The Energy Identification Code or EIC is a 16-character identifier (code) used in Europe to uniquely identify market participants and energy resources (entities and objects) related to the electricity and gas sector.

EIC codes are used for:
 Transmission System Operators, Market Participants such as traders, producers, consumers, power exchanges, grid operators, suppliers, agents, service providers, etc.
 Local grids where metering points are situated, Market Balance Areas consisting of several local grids, Control Areas, Bidding Zones, etc. 
 The physical lines that connect adjacent market (balance) areas or internal lines within an area, including Transmission lines.
 Metering points
 Physical or logical places where an identified object or the IT system of an identified object is or could be located. 
 Any object that generates or consumes energy, including Substations, Generation units and Power plants.
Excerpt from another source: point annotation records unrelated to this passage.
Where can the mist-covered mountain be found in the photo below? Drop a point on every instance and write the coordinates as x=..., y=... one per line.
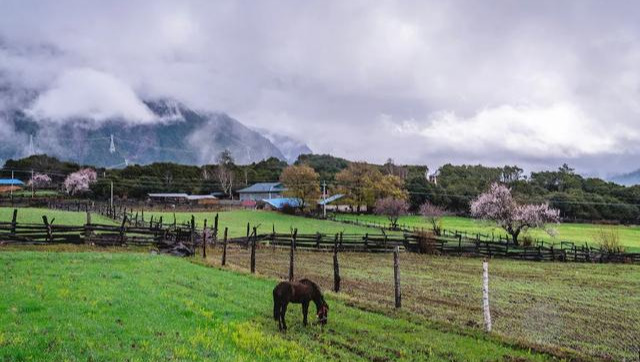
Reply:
x=290, y=147
x=177, y=134
x=627, y=179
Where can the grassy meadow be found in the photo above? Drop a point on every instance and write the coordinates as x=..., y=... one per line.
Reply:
x=578, y=233
x=34, y=216
x=126, y=306
x=593, y=309
x=236, y=221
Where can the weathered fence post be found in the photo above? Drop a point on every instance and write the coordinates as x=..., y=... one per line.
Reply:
x=291, y=251
x=49, y=229
x=87, y=229
x=14, y=221
x=253, y=250
x=192, y=234
x=214, y=237
x=485, y=295
x=122, y=229
x=204, y=240
x=336, y=267
x=396, y=277
x=224, y=247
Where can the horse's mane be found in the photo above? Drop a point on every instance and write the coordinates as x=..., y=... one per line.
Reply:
x=311, y=284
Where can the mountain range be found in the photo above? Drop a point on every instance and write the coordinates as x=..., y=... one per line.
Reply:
x=178, y=134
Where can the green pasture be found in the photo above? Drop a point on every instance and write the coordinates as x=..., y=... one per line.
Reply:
x=34, y=216
x=577, y=233
x=265, y=221
x=120, y=306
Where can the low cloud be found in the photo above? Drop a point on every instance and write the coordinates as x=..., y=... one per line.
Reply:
x=91, y=94
x=522, y=132
x=538, y=83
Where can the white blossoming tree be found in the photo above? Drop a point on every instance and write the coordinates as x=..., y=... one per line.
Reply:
x=498, y=205
x=79, y=181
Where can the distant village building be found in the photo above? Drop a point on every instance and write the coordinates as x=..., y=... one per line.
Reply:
x=182, y=198
x=433, y=178
x=10, y=184
x=261, y=191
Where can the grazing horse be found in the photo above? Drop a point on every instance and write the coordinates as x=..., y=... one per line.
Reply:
x=303, y=292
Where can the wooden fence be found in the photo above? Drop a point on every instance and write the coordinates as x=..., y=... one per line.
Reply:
x=136, y=230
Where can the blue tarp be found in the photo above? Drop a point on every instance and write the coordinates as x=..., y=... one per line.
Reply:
x=280, y=202
x=10, y=182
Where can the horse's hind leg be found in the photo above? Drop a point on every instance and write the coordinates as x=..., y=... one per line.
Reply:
x=305, y=311
x=283, y=313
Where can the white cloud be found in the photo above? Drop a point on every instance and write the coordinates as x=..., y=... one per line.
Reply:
x=545, y=80
x=558, y=131
x=87, y=93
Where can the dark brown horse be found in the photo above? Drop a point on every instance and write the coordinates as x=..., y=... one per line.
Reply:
x=303, y=292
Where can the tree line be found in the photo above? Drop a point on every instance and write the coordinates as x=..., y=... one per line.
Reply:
x=452, y=187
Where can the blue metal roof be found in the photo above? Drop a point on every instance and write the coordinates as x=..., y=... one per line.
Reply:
x=280, y=202
x=330, y=199
x=263, y=187
x=10, y=182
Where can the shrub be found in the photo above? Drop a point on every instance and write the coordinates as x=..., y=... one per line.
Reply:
x=609, y=240
x=427, y=242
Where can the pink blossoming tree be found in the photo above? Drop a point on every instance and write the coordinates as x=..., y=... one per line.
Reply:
x=392, y=209
x=79, y=181
x=39, y=180
x=499, y=206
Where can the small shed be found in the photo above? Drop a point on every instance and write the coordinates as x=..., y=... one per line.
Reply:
x=281, y=202
x=10, y=184
x=262, y=191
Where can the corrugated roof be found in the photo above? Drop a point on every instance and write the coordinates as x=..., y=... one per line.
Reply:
x=10, y=182
x=280, y=202
x=263, y=187
x=201, y=197
x=330, y=199
x=176, y=195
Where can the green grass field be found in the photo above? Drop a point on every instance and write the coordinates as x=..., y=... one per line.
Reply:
x=237, y=220
x=578, y=233
x=588, y=308
x=34, y=216
x=118, y=306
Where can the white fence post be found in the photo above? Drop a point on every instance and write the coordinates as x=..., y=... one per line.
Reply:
x=485, y=295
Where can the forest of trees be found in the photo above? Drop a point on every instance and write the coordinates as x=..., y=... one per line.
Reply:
x=577, y=197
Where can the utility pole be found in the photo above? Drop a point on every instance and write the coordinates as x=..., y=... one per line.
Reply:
x=324, y=199
x=111, y=202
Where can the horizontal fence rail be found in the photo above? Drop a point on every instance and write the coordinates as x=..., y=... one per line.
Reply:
x=133, y=229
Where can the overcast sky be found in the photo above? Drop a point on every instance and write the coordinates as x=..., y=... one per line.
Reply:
x=537, y=83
The EIC codes are used — among others — in platforms that support EU regulations on transparency and integrity:
 ENTSO-E Transparency Platform for electricity
 ENTSO-G Transparency Platform for gas
 ARIS platform

Actors involved in the EIC coding scheme
The scheme is supported by a central issuing office (CIO), function exercised by ENTSO-E for both the electricity and the gas sectors) and ENTSO-E-authorised local issuing offices (LIOs) in Europe.

On 2021-12-16, IANA registered the urn:eic URN namespace, so now EIC can be used in making semantic triples of Common Information Model (electricity) data or other energy Linked Open Data.